18. Diabetes/Blood Sugar

Myrtle is high in a group of flavonols known as myricetins which are found in glycosides. A study on diabetic rats found that this compound can reduce glucose plasma levels, helping to regulate blood sugar levels in the body.

Managing blood sugar levels is especially important in the case of pre-diabetes. The phytochemicals in Myrtle leaves work at the molecular level by fine-tuning the damaged insulin receptor, which is the cause of insulin resistance.

19. Expectorant

This property of myrtle oil reduces the presence and further deposition of phlegm. It also clears congestion of the nasal tracts, bronchi, and lungs resulting from colds and provides good relief from coughing.

20. Maintains Healthy Nerves

It maintains the stability of the nerves and keeps you from becoming nervous or unnecessarily stressed over small issues. It is a beneficial agent against nervous and neurotic disorders, shaking limbs, fear, vertigo, anxiety, and stress.

21. Relaxes the Body

The essential oil of myrtle relaxes and sedates. This property also provides relief from tension, stress, annoyance, anger, distress, and depression, as well as from inflammation, irritation, and various allergies. [rx]

22. Aphrodisiac

Perhaps this is why myrtle essential oil was associated with Aphrodite, the Greek goddess of love. It works very well to alleviate problems like impotency, frigidity, erectile dysfunctions, and loss of libido.

23. Eases Breathing

This property of myrtle essential oil counters the accumulation of phlegm and catarrh in the respiratory tracts. This property also curbs the formation of mucus and provides relief from coughs and breathing trouble. [rx]

24. Fights Infections

Myrtle essential oil inhibits infections since it is a bactericidal, germicidal, fungicidal, and antiviral substance.
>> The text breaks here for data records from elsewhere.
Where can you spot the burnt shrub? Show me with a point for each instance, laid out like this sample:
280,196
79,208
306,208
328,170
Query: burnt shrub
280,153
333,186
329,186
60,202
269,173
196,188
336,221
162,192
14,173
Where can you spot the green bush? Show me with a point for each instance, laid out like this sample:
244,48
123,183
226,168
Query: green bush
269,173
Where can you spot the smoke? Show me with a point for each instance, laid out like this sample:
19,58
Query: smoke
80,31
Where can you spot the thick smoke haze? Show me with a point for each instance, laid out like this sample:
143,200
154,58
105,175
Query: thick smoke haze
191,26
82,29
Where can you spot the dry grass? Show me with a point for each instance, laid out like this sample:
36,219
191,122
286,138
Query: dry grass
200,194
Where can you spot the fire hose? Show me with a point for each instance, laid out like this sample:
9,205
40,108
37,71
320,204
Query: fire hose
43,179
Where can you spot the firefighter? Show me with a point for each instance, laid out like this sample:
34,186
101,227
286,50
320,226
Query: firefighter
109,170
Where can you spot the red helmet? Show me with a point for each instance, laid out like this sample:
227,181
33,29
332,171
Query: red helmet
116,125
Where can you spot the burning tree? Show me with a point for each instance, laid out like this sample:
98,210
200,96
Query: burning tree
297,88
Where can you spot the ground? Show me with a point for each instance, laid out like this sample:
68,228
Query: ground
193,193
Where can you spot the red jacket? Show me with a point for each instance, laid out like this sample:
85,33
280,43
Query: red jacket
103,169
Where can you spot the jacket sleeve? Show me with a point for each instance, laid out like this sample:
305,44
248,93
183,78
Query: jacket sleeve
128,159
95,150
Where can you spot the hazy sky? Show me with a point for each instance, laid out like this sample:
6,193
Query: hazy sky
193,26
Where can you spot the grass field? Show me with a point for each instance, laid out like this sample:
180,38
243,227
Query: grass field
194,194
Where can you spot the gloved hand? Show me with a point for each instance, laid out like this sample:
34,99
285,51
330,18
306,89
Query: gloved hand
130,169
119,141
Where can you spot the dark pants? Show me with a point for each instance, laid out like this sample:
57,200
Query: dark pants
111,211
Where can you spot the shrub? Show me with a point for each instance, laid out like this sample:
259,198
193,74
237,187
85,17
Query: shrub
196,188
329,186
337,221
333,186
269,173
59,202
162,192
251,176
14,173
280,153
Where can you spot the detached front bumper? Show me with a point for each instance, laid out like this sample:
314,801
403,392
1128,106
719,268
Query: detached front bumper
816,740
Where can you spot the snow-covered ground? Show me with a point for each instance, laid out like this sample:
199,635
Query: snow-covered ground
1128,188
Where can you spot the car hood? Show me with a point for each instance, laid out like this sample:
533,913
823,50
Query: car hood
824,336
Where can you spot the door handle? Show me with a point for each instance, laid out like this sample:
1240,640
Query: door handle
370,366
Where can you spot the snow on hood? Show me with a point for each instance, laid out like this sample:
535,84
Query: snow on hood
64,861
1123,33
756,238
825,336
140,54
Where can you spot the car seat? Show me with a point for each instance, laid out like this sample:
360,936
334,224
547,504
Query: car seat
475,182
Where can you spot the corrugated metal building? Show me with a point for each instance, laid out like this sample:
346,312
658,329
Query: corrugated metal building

It also helps to reduce infections in the stomach and intestines, while helping to stop diarrhea. [rx]

25. Hormonal Balance

The adaptogenic qualities of Myrtle have been extensively researched, in particular its effect on the endocrine system and its ability to regulate the thyroid gland. It can stimulate the thyroid and normalize imbalances of both the thyroid and the ovaries, regardless of whether they are under or overperforming.

26. Hemorrhoids

In 2017, researchers found that a preparation of myrtle was effective in reducing bleeding,

pain during defecation, itching, and irritation commonly associated with hemorrhoids. Even patients resistant to traditional ointments or lotions responded well. They recommend further study into myrtle as a possible suppository or topical treatment of the condition. [rx]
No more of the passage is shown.